Lena war ein verruchtes Weib. Warum hatte ihr einziger Sohn Alexander diese ungebildete, ordinäre Frau geschwängert? Die Vorstellung der nackten Körper in feuriger Liebkosung erfüllte Vera mit Ekel. Feine Schauder glitten durch ihren Körper.

"Dich und Dein Mistbalg schicke ich schmackhaft in die Hölle", dachte sie grimmig. Vera schlürfte mit Genuss ihren Champagner.
Die Wunderbaumsamen rieb sie im Mörser so gebieterisch klein, dass ihre Fingerknöchel weiß wurden. Rizin war ein todbringendes Geschenk des Himmels. Sie durfte nicht vergessen, gleich die schneeweiße Arbeitsplatte gründlich zu scheuern. Ihrer faulen Haushälterin hatte sie heute freigegeben.
Vera mochte ihren Blick nicht.

In letzter Zeit verbrachte sie die Sonntage am liebsten ohne fremde Menschen. Dann war die Ruhe mit Max wunderbar. Unsterblich jung, eingefroren von der Zeit saß er im Sessel am Fenster. Stundenlang lauschte er mit leisem Lächeln ihrer monotonen Stimme. Er war immer da, nur seine zärtlichen Berührungen blieben aus.

Ein metallisches Klingeln weckte sie aus melancholischen Erinnerungen. Das Brot war fertig. Bedächtig ging sie zum Ofen. Max' Atem streifte leicht ihre Schürze als sie mit tonlosem Lachen die Klappe öffnete. "Ach, mein Liebster, wenn Du das noch erleben könntest..."

Lena aß für ihr Leben gern frisches Schwarzbrot. Manche Zufälle schickte der Himmel. Vera würde das Brot aus Versehen anbrennen lassen, die Kruste mit Rizin gründlich einreiben - ein, zwei Bissen später war das Paradies nah. Tränen der Erleichterung liefen über ihre Wangen und krönten den Champagner.
Durch die Luftperlen im Glas blickte sie in Max' Augen.

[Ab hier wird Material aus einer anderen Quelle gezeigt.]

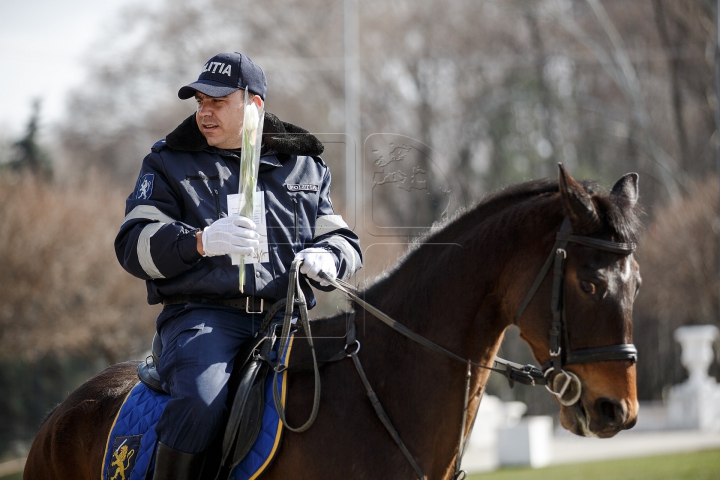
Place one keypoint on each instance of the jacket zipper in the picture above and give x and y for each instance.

"Mein Engel, Du kannst mich damit umbringen oder einen Baum pflanzen", schäkerte Max zu jener Zeit. Sie war gallebitter enttäuscht - wie immer.
Ihre Hoffnungen auf Geschenke oder gar Treue erfüllte er nie. Gott weiß warum. Selbst aus Indien brachte Max gar nichts mit, außer einem Beutel mit Baumsamen. Das schmierige Bündel legte er vor ihren Augen auf den frisch polierten Tisch - was für eine Gemeinheit!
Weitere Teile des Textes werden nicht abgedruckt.